Hoquetant, j’acquiesce de la tête, Gabin sort la clé de sa poche et appuie sur le bouton qui ouvre la vitre. J’aspire une grande bouffée d’air frais, je m’étrangle, Gabin me relâche les mains et me masse le dos tendrement.

Les minutes passent, il me faut du temps pour me calmer et pour retrouver une respiration normale. Gabin est patient, son visage et ses yeux sont plus doux. J’aimerais être une sourie, me faire toute petite et m’enfuir ou qu’un trou noir m’aspire et me fasse disparaître pour ne pas avoir à m’expliquer sur la raison de cette crise.

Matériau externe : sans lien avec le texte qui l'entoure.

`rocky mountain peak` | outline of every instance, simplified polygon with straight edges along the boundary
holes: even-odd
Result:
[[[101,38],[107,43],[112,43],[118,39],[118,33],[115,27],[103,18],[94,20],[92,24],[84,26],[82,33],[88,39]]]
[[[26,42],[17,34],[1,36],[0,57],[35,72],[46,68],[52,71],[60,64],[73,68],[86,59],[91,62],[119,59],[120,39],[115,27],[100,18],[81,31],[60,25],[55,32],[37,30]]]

Si seulement tout était plus facile…

Si seulement je n’avais pas exagéré ce soir, rien de tout ça ne serait arrivé.

Encore une fois, je me maudis !

— Tu vas mieux ? me questionne Gabin, véritablement inquiet.

— Je crois que oui, dis-je en resserrant mon manteau autour de mon cou.

Voyant que je tremble de froid, il referme la vitre et propose :

— Tu veux qu’on discute un peu ? Je peux être ton oreille attentive ce soir si tu souhaites te libérer un peu…

Le rouge me monte aux joues, la honte m’assaille et me retourne l’estomac. Comment fait-il pour ne pas me détester après ce que je viens de lui faire ? Je l’ai manipulé, il l’a très bien compris et pourtant, il me propose quand même de rester avec moi ce soir, de m’écouter parler ?! Ce garçon est formidable et moi, je ne suis qu’une connasse sans coeur.

— Oui, montons nous mettre au chaud… je propose en n’osant pas le regarder dans les yeux.

Tandis que je patiente devant la porte de l’ascenseur, Gabin s’empresse de commander des boissons chaudes à l’accueil. Lorsqu’il revient vers moi et que mes yeux croisent les siens, mes sanglots reprennent de plus belle.

— Ne pleure pas ma belle, tout ira bien, me console-t-il en me serrant dans ses bras.

Touchée par cette tendresse inattendue, les yeux baignés de larmes, je relève mon visage et l’embrasse à pleine bouche.